How to Avoid Throwing Away Produce

SITUATION: One of the saddest wastes of money is when produce, bought with the best of intentions, goes bad before it can be eaten. This is a situation everybody has to deal with, but for those of us without families to feed, it seems to almost be a guarantee that a certain amount of fruits and vegetables will go from the fridge to the garbage. Of course, you could just stop eating vegetables and fruits altogether…But here are some other ways of tackling and maybe lessening this problem in your kitchen.

Apple muffins made with a fresh
apple nearing the end of its shelf
life-added bonus: these are
actually "vegan friendly," since
I didn't want to spend money
on eggs!
    ·         Buy produce that can be cooked.  When your celery starts to go limp because you didn’t eat as many celery sticks as you had hoped this week, you can still slice it up and throw it into some fried rice. That fried rice will keep for another three or four days, so you’ve essentially doubled the life of your celery. Other great (cookable and life-extending) vegetables are: carrots, onions, broccoli, cauliflower, tomatoes, and squash. Fruits can be cooked too – apples and pears can be made into muffins or pies; bananas can be used for banana bread or as an egg replacer in baked goods; berries can be used for many types of baked desserts. Think through your choices, either when making your grocery list, or before you check out at the store, by asking yourself: what else can I make with this fruit/vegetable?

·         Learn how to properly store each of the fruits and vegetables you buy. This sounds obvious, but a lot of us don’t know the ideal way to store mushrooms (in a paper bag in the refrigerator but not in the “crisper”), or avocados (not in the fridge unless you have bought an avocado with a “fresh to eat tonight” sticker on it and you’re trying to get an extra day or two out of it.) A quick Internet search can help you out in this department, or you can talk to your grocer/look for signs in the produce department.

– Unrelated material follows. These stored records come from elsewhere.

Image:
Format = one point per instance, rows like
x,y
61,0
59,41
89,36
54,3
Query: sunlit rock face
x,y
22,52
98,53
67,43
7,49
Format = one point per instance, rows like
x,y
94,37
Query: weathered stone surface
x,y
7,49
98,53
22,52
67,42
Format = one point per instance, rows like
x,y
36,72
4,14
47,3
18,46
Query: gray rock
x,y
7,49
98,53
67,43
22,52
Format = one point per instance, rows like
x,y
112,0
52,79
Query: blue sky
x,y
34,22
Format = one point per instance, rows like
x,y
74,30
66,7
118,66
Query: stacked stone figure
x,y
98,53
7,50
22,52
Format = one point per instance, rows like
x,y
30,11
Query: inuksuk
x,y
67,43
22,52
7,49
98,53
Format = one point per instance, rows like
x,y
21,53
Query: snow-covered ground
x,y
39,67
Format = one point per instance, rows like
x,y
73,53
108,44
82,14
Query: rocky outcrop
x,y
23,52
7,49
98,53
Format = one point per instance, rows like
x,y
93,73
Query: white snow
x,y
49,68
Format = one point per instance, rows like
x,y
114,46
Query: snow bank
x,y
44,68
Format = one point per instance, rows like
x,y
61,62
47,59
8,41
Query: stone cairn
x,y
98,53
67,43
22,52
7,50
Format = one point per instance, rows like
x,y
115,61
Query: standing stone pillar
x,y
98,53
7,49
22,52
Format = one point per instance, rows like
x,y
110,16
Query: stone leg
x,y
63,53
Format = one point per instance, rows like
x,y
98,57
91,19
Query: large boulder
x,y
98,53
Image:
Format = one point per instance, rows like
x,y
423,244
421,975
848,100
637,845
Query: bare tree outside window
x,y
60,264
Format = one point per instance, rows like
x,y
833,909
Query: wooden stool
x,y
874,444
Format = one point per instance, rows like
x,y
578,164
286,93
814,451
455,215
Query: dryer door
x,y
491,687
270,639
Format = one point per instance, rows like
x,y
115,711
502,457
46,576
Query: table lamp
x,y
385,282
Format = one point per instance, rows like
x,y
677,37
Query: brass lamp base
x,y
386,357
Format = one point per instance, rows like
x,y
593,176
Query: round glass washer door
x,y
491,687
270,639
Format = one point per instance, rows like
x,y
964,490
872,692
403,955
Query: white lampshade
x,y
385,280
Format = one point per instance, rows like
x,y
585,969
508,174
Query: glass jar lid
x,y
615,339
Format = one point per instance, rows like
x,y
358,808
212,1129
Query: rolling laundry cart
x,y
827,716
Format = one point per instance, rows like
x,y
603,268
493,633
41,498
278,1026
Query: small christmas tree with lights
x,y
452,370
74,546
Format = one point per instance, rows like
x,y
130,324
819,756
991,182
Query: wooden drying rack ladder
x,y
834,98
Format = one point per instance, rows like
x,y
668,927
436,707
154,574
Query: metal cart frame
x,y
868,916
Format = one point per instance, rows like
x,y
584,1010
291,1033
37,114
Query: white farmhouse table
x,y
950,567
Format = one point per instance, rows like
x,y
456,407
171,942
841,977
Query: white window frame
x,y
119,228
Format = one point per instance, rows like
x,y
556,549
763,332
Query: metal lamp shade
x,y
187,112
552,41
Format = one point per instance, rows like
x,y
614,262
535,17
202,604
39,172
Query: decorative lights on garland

Avoid a fate like this for your
lettuce by eating salads
early in the week.
·         Organize your meals around the expected life span of your fresh produce. Look at all your produce, and decide what will probably go bad first, what might last a few days, and what could probably have four or more days before it goes bad. Then organize your meals in that order. Mushrooms, lettuces, and sprouts don’t tend to last long at all, so planning to eat salads right after a shopping trip isn’t a bad idea. Also, any produce you got “on special” – which often means that it’s about to go bad – needs to be eaten relatively quickly. Plan to eat things like potatoes, carrots, and apples later in the week.

·         Shortcut where you can. Yeah, yeah, fresh produce is always the healthiest way to go, but if it’s just going to wind up in the trash, it’s not worth it! Dried/canned/frozen produce is often the best choice when it comes to avoiding unnecessary food waste and saving a few bucks. Also, you’re much more likely to find coupons for packaged produce than for fresh produce. For instance, my “stock” items include: canned green beans, corn, tomatoes, pinto beans, and black beans, canned peaches or pears, dried fruit - like cherries or raisins, pre-cut garlic in a jar, and pre-bottled lemon or lime juice. Altogether, with the help of sales and coupons, this could cost as little as $6 or $7, and some, like the dried fruit and garlic, will last me two weeks or more.